3. Pre-Call Enforcement
This is the distinction between observability and governance. Observability logs a tool call after it happens. Governance decides whether the call happens at all.
# Gateway decision flow:
1. Agent calls tools/call with macaroon token
2. Gateway validates macaroon signature ✓
3. Gateway checks: is this tool allowed? ✓
4. Gateway looks up tool cost: 50 credits
5. Gateway checks remaining budget: 30 credits
6. 30 < 50 → DENY with structured 402 response
The denial is structured. The agent gets machine-readable context: how much it has, how much it needs, and what cheaper alternatives exist. Compare this to a rate-limit 429, which just says "try again later" and triggers a retry loop.
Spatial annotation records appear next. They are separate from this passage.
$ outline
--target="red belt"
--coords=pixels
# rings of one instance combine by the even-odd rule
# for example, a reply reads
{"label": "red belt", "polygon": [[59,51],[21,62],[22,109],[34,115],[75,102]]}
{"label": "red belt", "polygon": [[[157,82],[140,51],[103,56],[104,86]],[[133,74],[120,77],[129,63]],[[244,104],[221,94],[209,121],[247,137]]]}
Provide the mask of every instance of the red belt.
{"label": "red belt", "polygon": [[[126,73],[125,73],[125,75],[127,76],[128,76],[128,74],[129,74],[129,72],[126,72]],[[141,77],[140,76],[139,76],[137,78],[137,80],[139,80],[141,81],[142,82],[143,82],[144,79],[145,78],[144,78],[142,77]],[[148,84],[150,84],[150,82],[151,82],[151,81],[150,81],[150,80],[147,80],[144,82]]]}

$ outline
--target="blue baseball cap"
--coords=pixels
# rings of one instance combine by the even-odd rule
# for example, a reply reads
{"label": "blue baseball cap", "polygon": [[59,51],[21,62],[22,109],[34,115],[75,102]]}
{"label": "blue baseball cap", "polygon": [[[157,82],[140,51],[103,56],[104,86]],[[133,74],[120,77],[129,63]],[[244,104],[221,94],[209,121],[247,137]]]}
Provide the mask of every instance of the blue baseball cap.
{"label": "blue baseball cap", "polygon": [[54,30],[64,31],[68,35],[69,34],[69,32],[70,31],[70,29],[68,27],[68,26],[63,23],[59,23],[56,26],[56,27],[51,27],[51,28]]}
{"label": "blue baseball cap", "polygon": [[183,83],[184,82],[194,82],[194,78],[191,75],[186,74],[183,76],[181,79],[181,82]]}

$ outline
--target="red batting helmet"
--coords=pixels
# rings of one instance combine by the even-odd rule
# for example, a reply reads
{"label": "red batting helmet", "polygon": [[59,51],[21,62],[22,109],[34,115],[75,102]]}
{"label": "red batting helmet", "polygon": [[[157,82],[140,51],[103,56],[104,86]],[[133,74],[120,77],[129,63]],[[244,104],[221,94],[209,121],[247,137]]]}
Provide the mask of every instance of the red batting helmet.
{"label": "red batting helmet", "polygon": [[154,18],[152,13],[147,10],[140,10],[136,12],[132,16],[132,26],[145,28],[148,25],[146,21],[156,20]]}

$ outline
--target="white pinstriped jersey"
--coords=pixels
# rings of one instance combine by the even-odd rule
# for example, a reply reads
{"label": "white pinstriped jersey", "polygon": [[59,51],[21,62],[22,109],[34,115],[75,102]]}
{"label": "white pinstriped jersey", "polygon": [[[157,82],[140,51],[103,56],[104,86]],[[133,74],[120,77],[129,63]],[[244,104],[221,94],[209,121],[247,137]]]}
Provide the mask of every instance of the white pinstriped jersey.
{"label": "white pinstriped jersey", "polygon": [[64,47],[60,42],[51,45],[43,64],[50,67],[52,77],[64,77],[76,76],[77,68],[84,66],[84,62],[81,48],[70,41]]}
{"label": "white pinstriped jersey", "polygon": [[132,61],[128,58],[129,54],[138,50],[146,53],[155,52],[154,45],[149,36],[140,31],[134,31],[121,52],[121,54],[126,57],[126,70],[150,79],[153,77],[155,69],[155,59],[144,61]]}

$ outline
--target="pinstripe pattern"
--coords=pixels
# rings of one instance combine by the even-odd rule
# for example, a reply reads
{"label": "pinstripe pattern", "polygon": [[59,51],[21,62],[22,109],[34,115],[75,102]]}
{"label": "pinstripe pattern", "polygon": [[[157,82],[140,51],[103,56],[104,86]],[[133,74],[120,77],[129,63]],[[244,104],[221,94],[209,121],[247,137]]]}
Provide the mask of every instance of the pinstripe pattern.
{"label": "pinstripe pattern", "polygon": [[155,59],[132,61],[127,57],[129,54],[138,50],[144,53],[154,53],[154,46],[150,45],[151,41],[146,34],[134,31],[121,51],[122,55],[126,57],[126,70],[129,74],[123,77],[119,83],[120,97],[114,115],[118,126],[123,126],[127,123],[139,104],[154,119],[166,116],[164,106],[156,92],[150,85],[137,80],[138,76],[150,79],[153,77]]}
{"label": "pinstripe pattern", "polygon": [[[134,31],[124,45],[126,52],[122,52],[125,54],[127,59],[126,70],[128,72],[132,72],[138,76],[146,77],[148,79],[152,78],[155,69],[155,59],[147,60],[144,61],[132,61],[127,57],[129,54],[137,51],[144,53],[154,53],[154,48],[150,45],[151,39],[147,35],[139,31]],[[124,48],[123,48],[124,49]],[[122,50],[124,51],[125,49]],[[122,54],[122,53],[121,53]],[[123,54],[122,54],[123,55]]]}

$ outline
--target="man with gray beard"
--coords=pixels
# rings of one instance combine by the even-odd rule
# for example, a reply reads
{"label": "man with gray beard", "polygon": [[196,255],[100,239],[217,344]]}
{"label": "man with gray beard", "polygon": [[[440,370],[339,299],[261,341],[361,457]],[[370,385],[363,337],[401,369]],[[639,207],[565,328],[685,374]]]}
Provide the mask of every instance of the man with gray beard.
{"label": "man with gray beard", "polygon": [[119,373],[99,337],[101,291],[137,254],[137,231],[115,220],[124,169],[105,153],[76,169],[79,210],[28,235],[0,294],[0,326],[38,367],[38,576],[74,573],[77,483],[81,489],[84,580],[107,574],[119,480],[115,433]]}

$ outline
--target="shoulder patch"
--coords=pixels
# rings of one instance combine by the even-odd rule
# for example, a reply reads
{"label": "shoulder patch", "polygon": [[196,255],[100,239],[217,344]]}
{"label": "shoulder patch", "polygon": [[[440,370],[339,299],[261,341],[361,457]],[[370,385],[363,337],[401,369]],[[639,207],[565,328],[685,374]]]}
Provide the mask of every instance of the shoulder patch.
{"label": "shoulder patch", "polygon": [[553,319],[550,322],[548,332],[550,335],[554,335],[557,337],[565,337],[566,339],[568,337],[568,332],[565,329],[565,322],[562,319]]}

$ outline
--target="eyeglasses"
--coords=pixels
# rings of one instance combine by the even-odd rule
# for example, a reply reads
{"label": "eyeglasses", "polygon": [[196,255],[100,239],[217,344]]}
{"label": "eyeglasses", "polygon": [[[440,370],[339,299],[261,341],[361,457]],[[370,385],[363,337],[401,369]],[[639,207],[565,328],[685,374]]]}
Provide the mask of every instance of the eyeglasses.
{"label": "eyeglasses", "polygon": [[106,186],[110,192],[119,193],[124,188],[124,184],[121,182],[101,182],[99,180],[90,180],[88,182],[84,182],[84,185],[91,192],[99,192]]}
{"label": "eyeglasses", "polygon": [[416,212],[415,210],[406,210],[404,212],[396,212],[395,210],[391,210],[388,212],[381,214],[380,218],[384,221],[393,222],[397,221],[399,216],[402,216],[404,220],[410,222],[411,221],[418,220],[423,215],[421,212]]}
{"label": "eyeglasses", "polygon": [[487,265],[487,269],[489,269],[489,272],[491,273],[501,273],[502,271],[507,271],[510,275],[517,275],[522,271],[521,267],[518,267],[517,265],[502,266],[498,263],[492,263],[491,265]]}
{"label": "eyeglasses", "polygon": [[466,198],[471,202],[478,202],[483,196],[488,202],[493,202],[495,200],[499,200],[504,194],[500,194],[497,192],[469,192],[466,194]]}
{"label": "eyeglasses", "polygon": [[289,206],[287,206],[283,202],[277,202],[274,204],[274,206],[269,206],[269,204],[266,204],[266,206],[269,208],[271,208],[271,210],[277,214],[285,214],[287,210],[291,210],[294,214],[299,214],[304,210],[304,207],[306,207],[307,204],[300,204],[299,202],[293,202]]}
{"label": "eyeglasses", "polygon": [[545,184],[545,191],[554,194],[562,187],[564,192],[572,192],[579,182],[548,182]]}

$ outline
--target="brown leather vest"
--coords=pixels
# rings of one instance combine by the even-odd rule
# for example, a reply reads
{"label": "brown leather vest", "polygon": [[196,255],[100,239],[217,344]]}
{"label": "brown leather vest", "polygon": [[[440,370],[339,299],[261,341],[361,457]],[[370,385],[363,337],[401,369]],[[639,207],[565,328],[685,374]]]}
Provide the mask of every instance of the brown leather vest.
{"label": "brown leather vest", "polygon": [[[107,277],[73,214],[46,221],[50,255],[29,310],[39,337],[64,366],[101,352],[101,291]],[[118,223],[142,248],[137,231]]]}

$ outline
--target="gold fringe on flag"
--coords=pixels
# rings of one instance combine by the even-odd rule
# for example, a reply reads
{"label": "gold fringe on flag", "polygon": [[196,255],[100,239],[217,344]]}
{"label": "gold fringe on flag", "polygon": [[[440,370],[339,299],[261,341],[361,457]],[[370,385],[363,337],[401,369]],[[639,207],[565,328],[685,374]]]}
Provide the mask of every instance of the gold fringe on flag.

The MCP Gateway Maturity Model
Think of your gateway deployment as a progression:
- Level 0: Direct connections. Each agent connects to each server. Works for prototypes.
- Level 1: Routing gateway. Centralized connections, auth translation, tool aggregation. This is where most guides end.
- Level 2: Observable gateway. Add structured logging, metrics, and alerting. You know what happened. You can't prevent it.
- Level 3: Governed gateway. Add cost modeling, budget enforcement, and hierarchical delegation. You control what happens, in real time.
Most teams are at Level 1 or 2. The cost incidents that push them to Level 3 are predictable and preventable.
Getting Started with SatGate
SatGate adds economic governance to your MCP gateway. It's open source:
go install github.com/satgate-io/satgate/cmd/satgate-mcp@latest
Economic governance isn't about distrust—it's about enabling autonomy safely. Agents with clear budget boundaries can operate more independently because the organization knows the blast radius is contained. The gateway doesn't slow agents down. It lets you give them a longer leash.
Why This Matters for Claude Code Users
If you're using Claude Code with MCP servers (like the Atlassian MCP Server that reached GA on February 4, 2026, or community alternatives like sooperset/mcp-atlassian with 4,700 stars), you're already in multi-tool territory. Each tool call has a different economic impact.
This follows the broader MCP ecosystem growth we've seen, including BitGo's institutional-grade crypto infrastructure MCP server launch. As more enterprise tools adopt MCP, the need for economic governance becomes critical.
Start by adding cost annotations to your MCP tool definitions. Even simple credit-based modeling prevents the worst-case scenarios. Then implement budget-aware tokens so your Claude Code agents can delegate work to sub-agents without risking budget overruns.